Concatenate records from haplotagged SAM/BAM files while making sure MI tags remain unique for every sample. This is a means of accomplishing the same as samtools cat, except all MI tags are updated so individuals don't have overlapping MI tags (which would mess up all the linked-read data). You can either provide all the files you want to concatenate, or a single file featuring filenames with the -b option. Use the --bx option to also rewrite BX tags such that they are unique for every individual too, although take note that there can only be 96^4 (84,934,656) unique haplotag barcodes and it will raise an error if that number is exceeded.

# count_bx.py

count_bx.py input.fastq > output.txt

Parses a FASTQ file to count:

  • total sequences
  • total number of BX tags
  • number of valid haplotagging BX tags
  • number of invalid BX tags
  • number of invalid BX tag segments (i.e.
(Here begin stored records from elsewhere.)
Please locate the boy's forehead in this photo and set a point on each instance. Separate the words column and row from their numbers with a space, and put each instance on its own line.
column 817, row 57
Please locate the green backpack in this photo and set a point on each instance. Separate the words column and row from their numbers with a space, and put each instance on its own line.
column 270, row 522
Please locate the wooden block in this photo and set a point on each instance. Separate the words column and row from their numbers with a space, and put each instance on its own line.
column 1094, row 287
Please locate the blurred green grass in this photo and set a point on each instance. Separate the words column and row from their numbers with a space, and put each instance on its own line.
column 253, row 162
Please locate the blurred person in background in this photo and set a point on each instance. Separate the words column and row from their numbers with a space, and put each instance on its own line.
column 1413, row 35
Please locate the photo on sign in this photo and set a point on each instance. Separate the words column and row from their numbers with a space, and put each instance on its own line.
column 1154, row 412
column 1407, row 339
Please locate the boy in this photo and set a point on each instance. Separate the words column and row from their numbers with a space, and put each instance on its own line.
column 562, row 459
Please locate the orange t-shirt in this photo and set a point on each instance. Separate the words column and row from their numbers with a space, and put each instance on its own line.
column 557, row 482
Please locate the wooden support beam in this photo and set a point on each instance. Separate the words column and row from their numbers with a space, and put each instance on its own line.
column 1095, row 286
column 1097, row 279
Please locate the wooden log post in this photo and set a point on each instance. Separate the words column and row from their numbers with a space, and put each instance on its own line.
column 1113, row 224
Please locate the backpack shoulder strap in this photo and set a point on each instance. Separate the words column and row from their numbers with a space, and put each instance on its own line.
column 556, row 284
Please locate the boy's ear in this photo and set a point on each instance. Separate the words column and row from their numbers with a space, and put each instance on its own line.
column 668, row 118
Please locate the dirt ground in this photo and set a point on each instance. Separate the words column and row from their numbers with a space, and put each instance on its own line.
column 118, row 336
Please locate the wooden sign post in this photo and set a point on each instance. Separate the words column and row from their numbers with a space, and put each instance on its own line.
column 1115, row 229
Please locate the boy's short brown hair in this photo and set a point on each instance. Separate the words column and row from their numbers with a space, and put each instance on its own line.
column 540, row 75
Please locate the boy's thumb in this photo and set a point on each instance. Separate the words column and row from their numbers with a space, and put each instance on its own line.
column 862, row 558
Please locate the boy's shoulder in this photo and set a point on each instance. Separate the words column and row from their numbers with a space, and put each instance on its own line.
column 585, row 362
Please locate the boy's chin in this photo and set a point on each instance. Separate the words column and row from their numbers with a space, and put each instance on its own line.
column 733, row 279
A00, C00, B00, D00).

# deconvolve_alignments.py

deconvolve_alignments.py -c cutoff -o output.bam input.bam

Deconvolve BX-tagged barcodes and assign an MI (Molecular Identifier) tag to each barcoded record based on a molecular distance cutoff. Input file must be coordinate sorted. This is similar to assign_mi.py, except it will also deconvolve the BX tag by hyphenating it with an integer (e.g. A01C25B31D92-2).
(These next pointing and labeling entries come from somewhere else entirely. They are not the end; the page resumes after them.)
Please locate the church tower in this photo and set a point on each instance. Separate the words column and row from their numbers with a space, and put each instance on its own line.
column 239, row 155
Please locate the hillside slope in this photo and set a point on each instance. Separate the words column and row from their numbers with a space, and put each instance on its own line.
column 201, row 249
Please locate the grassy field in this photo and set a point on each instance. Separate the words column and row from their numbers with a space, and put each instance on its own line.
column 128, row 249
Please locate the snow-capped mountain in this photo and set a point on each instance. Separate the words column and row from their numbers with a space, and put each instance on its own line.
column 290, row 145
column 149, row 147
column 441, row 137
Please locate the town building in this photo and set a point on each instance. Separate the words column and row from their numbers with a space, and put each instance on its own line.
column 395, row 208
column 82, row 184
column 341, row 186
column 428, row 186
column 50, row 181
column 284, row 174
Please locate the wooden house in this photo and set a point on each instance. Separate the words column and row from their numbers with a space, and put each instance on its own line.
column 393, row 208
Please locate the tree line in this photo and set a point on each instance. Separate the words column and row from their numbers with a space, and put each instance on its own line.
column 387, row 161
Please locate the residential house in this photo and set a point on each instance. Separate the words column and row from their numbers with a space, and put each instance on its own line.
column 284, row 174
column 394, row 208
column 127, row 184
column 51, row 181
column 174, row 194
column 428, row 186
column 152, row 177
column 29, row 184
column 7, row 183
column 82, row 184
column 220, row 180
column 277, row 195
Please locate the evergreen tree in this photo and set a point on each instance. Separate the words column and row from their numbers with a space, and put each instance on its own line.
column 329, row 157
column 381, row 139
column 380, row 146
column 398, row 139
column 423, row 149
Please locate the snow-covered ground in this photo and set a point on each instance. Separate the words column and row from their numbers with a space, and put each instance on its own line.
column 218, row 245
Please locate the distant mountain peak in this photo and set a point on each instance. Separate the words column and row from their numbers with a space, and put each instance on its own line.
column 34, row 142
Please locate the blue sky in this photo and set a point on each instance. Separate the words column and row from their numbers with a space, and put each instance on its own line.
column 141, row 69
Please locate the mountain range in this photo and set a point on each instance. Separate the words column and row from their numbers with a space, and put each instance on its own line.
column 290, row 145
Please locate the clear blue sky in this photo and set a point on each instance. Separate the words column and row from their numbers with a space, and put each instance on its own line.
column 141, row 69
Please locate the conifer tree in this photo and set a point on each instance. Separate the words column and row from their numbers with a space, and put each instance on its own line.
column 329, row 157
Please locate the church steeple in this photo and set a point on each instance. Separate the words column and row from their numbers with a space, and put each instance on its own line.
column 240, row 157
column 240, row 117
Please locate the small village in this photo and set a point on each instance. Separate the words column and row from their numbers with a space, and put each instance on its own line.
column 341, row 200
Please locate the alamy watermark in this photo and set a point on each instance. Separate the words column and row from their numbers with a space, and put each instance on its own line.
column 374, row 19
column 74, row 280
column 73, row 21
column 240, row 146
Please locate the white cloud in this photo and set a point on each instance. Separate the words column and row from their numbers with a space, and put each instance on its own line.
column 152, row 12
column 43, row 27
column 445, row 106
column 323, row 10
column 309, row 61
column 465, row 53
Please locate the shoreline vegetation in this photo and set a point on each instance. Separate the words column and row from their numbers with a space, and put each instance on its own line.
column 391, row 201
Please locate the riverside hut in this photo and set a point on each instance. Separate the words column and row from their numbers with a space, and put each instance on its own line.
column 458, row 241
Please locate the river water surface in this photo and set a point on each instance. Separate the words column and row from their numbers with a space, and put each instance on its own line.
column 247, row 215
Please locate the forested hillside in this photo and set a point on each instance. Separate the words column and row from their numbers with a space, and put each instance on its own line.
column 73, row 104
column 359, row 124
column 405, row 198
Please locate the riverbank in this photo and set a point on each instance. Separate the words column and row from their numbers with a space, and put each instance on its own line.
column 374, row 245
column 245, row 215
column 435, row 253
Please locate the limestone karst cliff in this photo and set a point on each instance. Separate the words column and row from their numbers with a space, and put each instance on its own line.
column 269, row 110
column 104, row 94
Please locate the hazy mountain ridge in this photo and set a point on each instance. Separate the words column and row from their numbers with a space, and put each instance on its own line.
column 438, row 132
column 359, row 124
  • unmapped records are discarded
  • records without a BX tag or with an invalid barcode (00 as one of its segments) are presevered but are not assigned an MI tag

# depth_windows.py

samtools depth -a file.bam | depth_windows.py windowsize > output.txt

Reads the output of samtools depth -a from stdin and calculates means within windows of a given windowsize.

# haplotag_acbd.py

haplotag_acbd.py output_directory

Generates the BC_{ABCD}.txt files necessary to demultiplex Gen I haplotag barcodes into the specified output_directory.

# infer_sv.py

infer_sv.py file.bedpe [-f fail.bedpe] > outfile.bedpe

Create column in NAIBR bedpe output inferring the SV type from the orientation. Removes variants with FAIL flags and you can use the optional -f (--fail) argument to output FAIL variants to a separate file.

# inline_to_haplotag.py

inline_to_haplotag.py -f <forward.fq.gz> -r <reverse.fq.gz> -b <barcodes.txt> -p <prefix> > barcodes.conversion.txt

Converts inline nucleotide barcodes in reads to haplotag linked reads with barcodes in BX:Z and OX:Z header tags.

# make_windows.py

make_windows.py -w <window.size> -m <0,1> input.fasta[.fai] > output.bed

Create a BED file of fixed intervals (-w, --window) from a FASTA or fai file (the kind generated with samtools faidx). Nearly identical to bedtools makewindows, except the intervals are nonoverlapping. The -m (--mode) option specified whether indexing starts at 0 or 1.

# molecule_coverage.py

molecule_coverage.py -f genome.fasta.fai statsfile > output.cov

Using the statsfile generated by bx_stats.py from Harpy, will calculate "molecular coverage" across the genome. Molecular coverage is the "effective" alignment coverage if you treat a molecule inferred from linked-read data as one contiguous alignment, even though the reads that make up that molecule don't cover its entire length. Requires a FASTA fai index (the kind created with samtools faidx) to know the actual sizes of the contigs.

# parse_phaseblocks.py

parse_phaseblocks.py input > output.txt

Parse a phase block file from HapCut2 to pull out summary information

# rename_bam

rename_bam.py [-d] new_name input.bam

Rename a sam/bam file and modify the @RG tag of the alignment file to reflect the change for both ID and SM. This process creates a new file new_name.bam and you may use -d to delete the original file. Requires samtools.

# separate_singletons

separate_singletons -t threads -b barcode_tag -s singletons.bam input.bam > output.bam

Isolate singleton and non-singleton linked-read BAM records into separate files. Singletons refers to barcodes that have only one unpaired or paired read, meaning the barcode doesn't actually link and reads togeher.

# separate_validbx

separate_validbx input.bam > valid.bam 2> invalid.bam

Split a BAM file with BX tags into 2 files, one with valid ACBD barcodes (stdout), one with invalid ACBD barcodes (stderr).